Benjamin goes on to talk about the different ways in which a collector goes about acquiring them beginning with "writing them oneself", which he calls the most praiseworthy method. I thought it interesting when Benjamin states, "Writers are really people who write books not because they are poor, but because they are dissatisfied with the books which they could buy but do not like." Do you think that's true? Of course Benjamin admits to being a collector and therefore whimsical, so perhaps we're meant to take what he says with a grain of salt. I like the ways he contemplates acquiring books, like borrowing them without returning! Catalogues are often used for unseen purchases that may or may not end up being great finds. However the best finds were made on trips, as a transient. In other words by pure chance.
"Collectors are people with a tactical instinct; their experience teaches them that when they capture a strange city, the smallest antique shop can be a fortress, the most remote stationary store a key position. How many cities have revealed themselves to me in marches I undertook in the pursuit of books!".
And as to reading every book in his collection? He quotes Anatole France (again I love this response), "Not one-tenth of them. I don't suppose you use your Sèvres china every day?".
One of the longer sections of the essay discusses acquiring books through auctions. Although he says acquiring books "is by no means a matter of money or expert knowledge alone", I'm not entirely convinced. Benjamin was obviously passionate about his hobby and patient, too.
"...one of the finest memories of a collector is the moment he rescued a book to which he might never have given a thought, much less a wishful look, because he found it lonely and abandoned on the market place and bought it to give it its freedom--the way the prince bought a beautiful slave girl in The Arabian Nights. To a book collector, you see, the true freedom of all books is somewhere on his shelves."

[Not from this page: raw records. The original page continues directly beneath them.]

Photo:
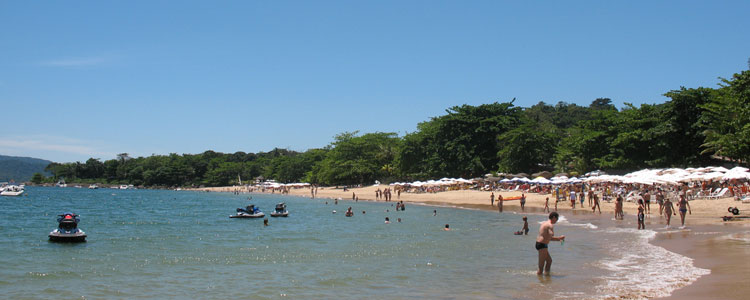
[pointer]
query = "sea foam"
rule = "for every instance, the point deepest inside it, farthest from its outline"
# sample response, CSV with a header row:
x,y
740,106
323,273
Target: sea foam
x,y
641,270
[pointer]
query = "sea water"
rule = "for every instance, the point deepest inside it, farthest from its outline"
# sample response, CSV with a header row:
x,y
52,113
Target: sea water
x,y
182,244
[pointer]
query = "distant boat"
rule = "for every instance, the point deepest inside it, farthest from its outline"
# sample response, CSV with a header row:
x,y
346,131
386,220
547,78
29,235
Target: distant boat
x,y
11,190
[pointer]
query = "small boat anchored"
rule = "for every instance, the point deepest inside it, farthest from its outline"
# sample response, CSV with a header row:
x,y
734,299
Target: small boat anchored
x,y
280,210
250,211
67,229
11,190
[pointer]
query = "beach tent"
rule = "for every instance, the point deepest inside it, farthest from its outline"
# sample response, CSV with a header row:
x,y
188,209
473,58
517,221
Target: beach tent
x,y
720,169
541,180
713,175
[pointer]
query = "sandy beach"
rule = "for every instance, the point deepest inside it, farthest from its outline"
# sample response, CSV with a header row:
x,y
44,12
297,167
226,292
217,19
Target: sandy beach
x,y
704,212
705,242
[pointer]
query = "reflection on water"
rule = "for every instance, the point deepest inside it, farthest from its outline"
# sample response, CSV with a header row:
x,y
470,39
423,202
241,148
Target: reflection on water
x,y
168,244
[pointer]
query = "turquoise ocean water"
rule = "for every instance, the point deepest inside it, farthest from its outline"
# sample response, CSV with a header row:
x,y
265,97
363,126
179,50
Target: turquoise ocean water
x,y
181,244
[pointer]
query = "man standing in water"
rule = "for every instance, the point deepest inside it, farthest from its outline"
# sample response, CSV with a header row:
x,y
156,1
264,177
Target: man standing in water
x,y
546,234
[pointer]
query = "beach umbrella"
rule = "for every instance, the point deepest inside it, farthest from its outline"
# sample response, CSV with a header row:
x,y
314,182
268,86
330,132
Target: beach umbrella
x,y
736,175
720,169
545,174
713,175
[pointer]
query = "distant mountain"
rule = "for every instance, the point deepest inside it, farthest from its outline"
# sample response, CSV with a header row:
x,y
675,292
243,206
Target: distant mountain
x,y
21,169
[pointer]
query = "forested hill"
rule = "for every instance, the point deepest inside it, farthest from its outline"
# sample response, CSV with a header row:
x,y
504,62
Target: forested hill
x,y
20,169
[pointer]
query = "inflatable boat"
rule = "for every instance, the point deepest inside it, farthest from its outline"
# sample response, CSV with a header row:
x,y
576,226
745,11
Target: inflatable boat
x,y
280,210
249,211
67,229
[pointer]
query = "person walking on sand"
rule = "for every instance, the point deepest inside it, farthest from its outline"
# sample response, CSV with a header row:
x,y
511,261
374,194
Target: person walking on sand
x,y
668,211
641,215
573,199
596,204
546,234
660,201
556,199
681,206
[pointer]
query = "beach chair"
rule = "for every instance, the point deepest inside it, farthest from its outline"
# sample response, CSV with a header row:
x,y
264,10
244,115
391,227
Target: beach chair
x,y
719,194
708,193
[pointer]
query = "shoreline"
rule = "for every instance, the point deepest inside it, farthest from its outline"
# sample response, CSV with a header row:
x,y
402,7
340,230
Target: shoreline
x,y
705,237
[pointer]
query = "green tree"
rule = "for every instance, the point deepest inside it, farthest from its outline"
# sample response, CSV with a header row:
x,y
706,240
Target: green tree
x,y
527,148
727,117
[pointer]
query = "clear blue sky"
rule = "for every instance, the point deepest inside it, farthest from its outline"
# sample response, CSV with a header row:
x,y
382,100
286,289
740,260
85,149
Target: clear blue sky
x,y
82,79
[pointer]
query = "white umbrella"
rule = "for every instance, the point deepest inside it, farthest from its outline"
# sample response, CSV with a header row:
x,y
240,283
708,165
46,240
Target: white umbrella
x,y
713,175
736,175
720,169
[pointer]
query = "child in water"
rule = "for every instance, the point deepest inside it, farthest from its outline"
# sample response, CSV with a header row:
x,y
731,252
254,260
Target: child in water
x,y
525,229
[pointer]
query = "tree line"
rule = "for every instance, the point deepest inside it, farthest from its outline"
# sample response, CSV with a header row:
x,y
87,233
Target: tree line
x,y
695,127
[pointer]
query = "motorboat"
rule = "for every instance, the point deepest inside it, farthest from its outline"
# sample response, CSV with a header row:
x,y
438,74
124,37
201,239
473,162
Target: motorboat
x,y
280,210
11,190
67,229
250,211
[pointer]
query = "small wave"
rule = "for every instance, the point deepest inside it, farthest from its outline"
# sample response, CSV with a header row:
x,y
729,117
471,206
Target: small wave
x,y
641,270
562,220
740,237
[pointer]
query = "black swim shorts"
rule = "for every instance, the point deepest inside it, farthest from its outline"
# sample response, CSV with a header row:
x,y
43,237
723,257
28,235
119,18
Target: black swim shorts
x,y
540,246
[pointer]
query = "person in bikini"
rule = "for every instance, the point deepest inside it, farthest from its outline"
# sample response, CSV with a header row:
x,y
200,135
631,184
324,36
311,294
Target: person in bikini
x,y
546,234
596,204
684,207
641,215
668,210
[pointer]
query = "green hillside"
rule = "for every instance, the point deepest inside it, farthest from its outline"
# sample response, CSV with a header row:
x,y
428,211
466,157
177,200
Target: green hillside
x,y
20,169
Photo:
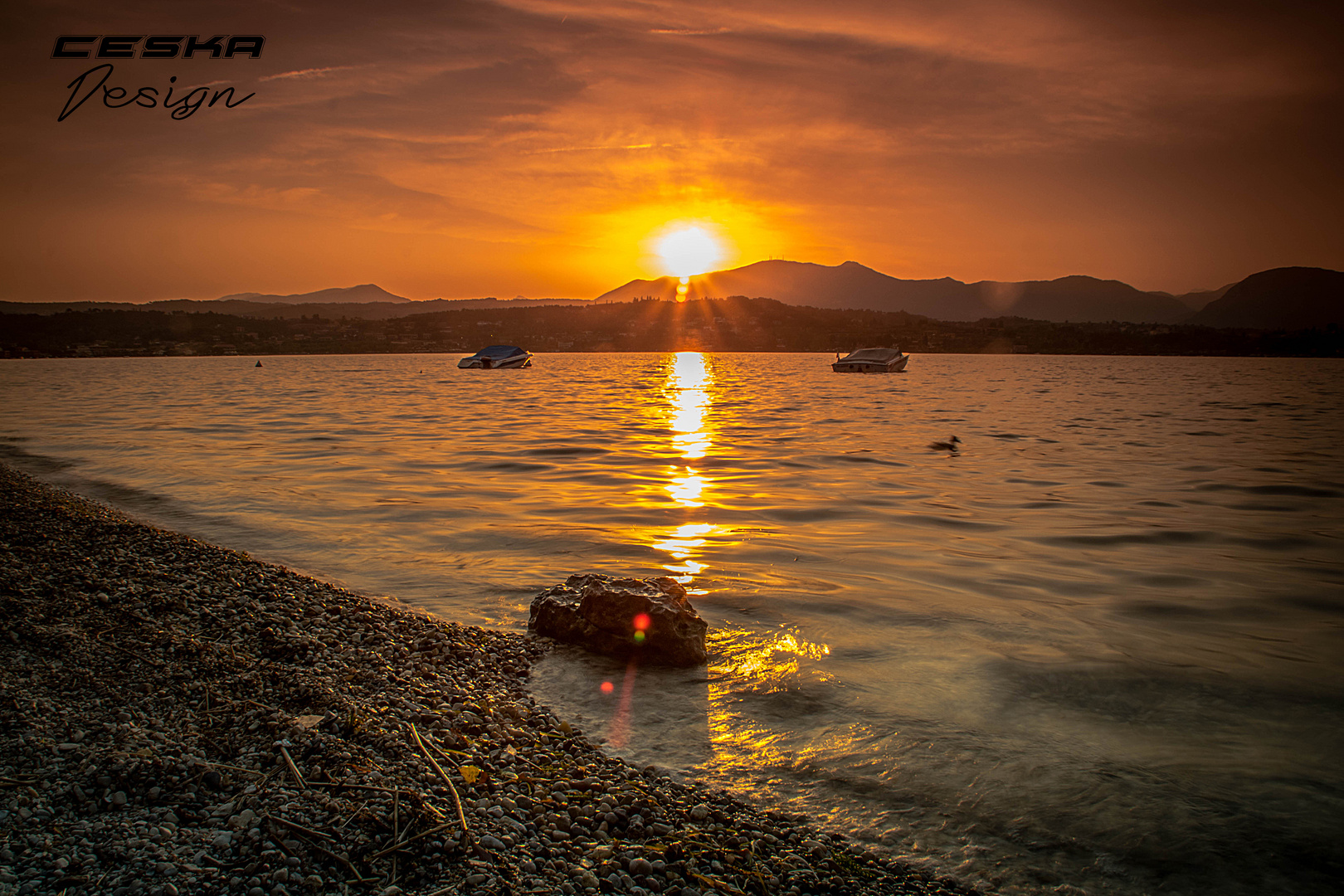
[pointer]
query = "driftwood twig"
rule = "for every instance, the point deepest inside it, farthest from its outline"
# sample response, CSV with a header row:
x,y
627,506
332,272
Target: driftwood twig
x,y
457,801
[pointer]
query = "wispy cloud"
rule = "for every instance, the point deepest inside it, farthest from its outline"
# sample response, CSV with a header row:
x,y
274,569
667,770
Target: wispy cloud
x,y
307,73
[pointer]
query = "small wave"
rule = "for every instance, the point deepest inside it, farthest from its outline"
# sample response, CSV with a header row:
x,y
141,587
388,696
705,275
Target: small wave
x,y
1161,538
859,458
1281,490
949,523
569,450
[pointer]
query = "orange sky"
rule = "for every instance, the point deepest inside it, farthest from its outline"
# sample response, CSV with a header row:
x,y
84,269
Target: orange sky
x,y
526,147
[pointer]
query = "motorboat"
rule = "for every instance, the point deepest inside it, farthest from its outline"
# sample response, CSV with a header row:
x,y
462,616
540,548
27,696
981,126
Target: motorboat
x,y
871,360
498,358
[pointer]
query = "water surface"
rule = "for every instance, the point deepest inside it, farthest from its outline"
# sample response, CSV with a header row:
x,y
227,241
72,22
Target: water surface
x,y
1098,645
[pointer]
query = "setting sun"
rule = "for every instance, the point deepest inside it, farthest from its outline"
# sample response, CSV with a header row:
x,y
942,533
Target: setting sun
x,y
689,250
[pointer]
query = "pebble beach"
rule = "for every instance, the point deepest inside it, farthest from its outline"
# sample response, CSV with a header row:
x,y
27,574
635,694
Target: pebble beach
x,y
179,718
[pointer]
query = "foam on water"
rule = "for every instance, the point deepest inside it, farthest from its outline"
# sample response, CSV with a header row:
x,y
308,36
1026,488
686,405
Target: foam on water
x,y
1098,645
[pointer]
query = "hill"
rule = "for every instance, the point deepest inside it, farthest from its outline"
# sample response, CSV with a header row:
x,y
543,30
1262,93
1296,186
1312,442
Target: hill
x,y
1280,299
855,286
256,308
336,296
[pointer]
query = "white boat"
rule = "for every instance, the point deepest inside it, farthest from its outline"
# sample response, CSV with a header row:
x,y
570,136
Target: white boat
x,y
871,360
498,358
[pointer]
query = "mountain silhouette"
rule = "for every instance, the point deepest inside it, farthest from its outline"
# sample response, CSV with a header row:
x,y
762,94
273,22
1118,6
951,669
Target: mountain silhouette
x,y
362,293
855,286
1280,299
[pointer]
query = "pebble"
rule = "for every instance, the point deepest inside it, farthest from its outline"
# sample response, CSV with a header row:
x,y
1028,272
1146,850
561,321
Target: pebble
x,y
153,735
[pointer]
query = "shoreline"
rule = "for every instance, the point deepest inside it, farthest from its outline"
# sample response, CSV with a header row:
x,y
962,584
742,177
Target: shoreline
x,y
184,719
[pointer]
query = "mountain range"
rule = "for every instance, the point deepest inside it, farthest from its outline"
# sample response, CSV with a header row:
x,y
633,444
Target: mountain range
x,y
1276,299
855,286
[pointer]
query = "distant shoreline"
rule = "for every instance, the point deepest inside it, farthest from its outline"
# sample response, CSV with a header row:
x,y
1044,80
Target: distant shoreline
x,y
757,325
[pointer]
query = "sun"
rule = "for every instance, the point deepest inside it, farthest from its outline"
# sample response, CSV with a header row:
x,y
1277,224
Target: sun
x,y
687,251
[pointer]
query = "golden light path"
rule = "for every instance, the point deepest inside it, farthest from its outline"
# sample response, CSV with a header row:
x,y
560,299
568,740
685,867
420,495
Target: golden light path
x,y
689,390
763,661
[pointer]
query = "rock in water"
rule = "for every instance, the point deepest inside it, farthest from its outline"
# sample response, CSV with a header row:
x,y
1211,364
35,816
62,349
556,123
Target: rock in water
x,y
647,618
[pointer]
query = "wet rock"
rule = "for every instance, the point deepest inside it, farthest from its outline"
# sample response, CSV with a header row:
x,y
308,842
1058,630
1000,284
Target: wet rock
x,y
647,618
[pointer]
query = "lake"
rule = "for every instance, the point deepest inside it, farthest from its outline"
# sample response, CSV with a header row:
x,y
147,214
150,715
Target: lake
x,y
1098,645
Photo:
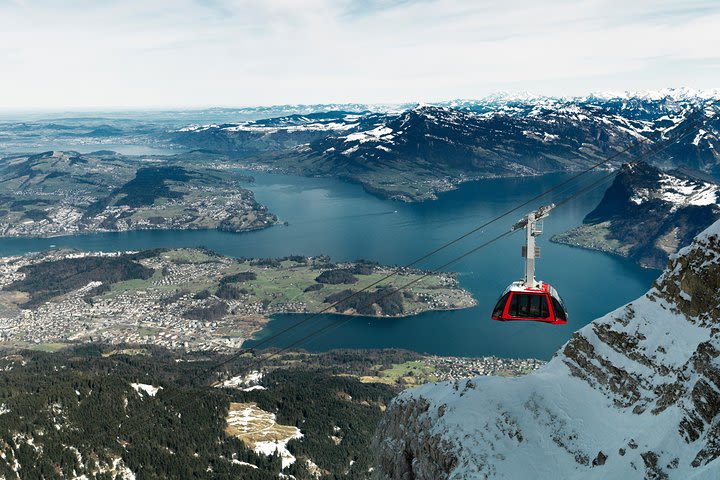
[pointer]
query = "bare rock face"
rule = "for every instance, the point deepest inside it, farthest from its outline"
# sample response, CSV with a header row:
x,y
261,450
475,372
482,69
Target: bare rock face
x,y
634,394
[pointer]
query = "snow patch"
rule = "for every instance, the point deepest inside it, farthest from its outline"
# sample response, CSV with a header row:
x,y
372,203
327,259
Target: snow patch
x,y
149,390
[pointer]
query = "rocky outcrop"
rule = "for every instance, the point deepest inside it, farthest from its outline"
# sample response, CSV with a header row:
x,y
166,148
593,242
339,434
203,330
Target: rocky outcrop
x,y
633,395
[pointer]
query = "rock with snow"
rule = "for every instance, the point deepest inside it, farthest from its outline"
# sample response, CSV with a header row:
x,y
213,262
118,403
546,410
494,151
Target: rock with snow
x,y
633,395
144,388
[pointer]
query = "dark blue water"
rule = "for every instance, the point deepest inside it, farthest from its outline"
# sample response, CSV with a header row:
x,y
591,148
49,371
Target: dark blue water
x,y
330,217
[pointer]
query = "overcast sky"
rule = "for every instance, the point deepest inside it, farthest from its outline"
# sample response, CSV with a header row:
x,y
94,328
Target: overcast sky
x,y
195,53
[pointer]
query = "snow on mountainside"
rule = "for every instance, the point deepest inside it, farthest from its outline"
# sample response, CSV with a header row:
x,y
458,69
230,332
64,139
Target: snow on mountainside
x,y
647,215
633,395
418,151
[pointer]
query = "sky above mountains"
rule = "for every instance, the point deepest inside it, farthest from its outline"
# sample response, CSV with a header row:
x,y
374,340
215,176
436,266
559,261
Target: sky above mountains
x,y
194,53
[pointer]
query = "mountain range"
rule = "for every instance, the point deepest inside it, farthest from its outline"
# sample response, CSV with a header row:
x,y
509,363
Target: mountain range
x,y
634,394
647,215
414,153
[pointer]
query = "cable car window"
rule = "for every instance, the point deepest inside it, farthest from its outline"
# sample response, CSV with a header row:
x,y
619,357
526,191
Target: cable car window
x,y
500,306
559,310
525,305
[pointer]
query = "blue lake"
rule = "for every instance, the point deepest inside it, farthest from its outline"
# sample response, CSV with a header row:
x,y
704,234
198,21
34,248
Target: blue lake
x,y
327,216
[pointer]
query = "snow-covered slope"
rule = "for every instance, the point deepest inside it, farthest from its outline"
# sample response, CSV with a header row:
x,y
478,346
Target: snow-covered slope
x,y
634,394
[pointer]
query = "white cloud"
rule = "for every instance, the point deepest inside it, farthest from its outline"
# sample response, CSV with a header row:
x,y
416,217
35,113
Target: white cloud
x,y
83,53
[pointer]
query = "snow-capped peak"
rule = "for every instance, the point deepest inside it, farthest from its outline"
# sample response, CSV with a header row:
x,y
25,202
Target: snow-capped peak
x,y
633,395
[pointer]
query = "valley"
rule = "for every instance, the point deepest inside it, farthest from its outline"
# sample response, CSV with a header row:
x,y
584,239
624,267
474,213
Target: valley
x,y
63,193
193,299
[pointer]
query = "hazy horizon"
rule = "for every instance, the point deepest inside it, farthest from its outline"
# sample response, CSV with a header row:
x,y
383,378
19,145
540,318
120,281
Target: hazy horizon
x,y
191,54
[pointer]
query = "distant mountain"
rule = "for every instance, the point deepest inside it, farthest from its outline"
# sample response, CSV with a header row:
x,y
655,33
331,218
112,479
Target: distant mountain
x,y
647,215
633,395
61,193
414,153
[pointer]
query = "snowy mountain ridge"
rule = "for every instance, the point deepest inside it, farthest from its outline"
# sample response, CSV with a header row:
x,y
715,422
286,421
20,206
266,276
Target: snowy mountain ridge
x,y
634,394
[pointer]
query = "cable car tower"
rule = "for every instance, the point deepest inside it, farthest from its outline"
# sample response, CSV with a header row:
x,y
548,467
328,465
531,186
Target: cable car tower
x,y
529,299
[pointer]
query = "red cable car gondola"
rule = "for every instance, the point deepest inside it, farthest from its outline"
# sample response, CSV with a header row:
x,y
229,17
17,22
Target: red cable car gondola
x,y
529,299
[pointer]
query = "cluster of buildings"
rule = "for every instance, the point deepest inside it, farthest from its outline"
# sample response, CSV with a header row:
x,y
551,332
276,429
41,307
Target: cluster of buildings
x,y
455,368
204,207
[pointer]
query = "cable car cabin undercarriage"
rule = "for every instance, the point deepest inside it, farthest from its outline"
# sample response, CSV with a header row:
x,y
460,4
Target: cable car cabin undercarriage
x,y
529,299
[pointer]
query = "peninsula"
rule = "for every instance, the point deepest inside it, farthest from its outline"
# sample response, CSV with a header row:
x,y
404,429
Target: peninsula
x,y
194,299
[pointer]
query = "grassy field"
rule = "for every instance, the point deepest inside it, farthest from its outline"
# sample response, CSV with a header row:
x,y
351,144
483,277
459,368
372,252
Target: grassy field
x,y
253,425
404,374
193,270
594,237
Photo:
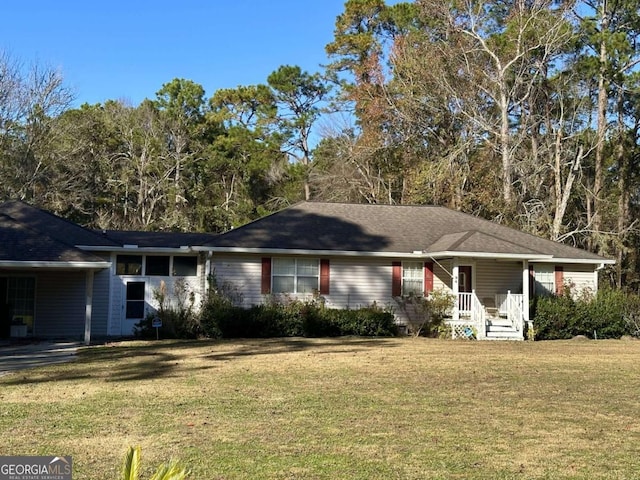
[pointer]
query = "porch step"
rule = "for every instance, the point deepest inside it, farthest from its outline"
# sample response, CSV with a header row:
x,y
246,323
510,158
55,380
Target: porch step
x,y
499,328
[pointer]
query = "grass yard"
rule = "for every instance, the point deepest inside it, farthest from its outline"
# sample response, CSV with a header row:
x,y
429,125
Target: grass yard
x,y
345,408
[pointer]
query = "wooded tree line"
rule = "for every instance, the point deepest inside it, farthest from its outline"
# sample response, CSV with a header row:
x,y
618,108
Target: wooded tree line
x,y
524,112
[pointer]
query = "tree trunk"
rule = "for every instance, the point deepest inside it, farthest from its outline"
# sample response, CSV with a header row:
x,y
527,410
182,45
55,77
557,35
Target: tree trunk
x,y
598,180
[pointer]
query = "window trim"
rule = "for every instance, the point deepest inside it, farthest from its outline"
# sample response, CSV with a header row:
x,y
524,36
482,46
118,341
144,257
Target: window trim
x,y
540,287
296,275
403,278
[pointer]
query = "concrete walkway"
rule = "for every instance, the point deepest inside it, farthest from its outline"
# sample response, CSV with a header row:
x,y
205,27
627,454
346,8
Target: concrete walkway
x,y
37,354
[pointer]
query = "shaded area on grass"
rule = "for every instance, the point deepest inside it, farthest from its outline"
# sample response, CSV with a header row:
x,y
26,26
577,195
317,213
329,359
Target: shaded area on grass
x,y
148,360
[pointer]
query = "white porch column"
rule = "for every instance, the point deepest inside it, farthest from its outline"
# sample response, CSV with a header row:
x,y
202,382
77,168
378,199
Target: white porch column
x,y
525,293
455,288
88,306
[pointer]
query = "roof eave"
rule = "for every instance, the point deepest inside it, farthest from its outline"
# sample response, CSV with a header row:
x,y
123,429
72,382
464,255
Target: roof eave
x,y
44,264
594,261
134,249
492,255
302,251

This was such a wonderfully light-hearted essay, but poignant, too. He talks about inheriting a whole collection of books being the soundest way to acquire books. Yet he also says that "the phenomenon of collecting loses its meaning as it loses its personal owner." The books don't come alive in the owner, the owner lives within his books. I wonder what happened to Walter Benjamin's collection, which he wouldn't have been able to take with him as he fled the Nazis. In a way, his love of books is still alive through his words.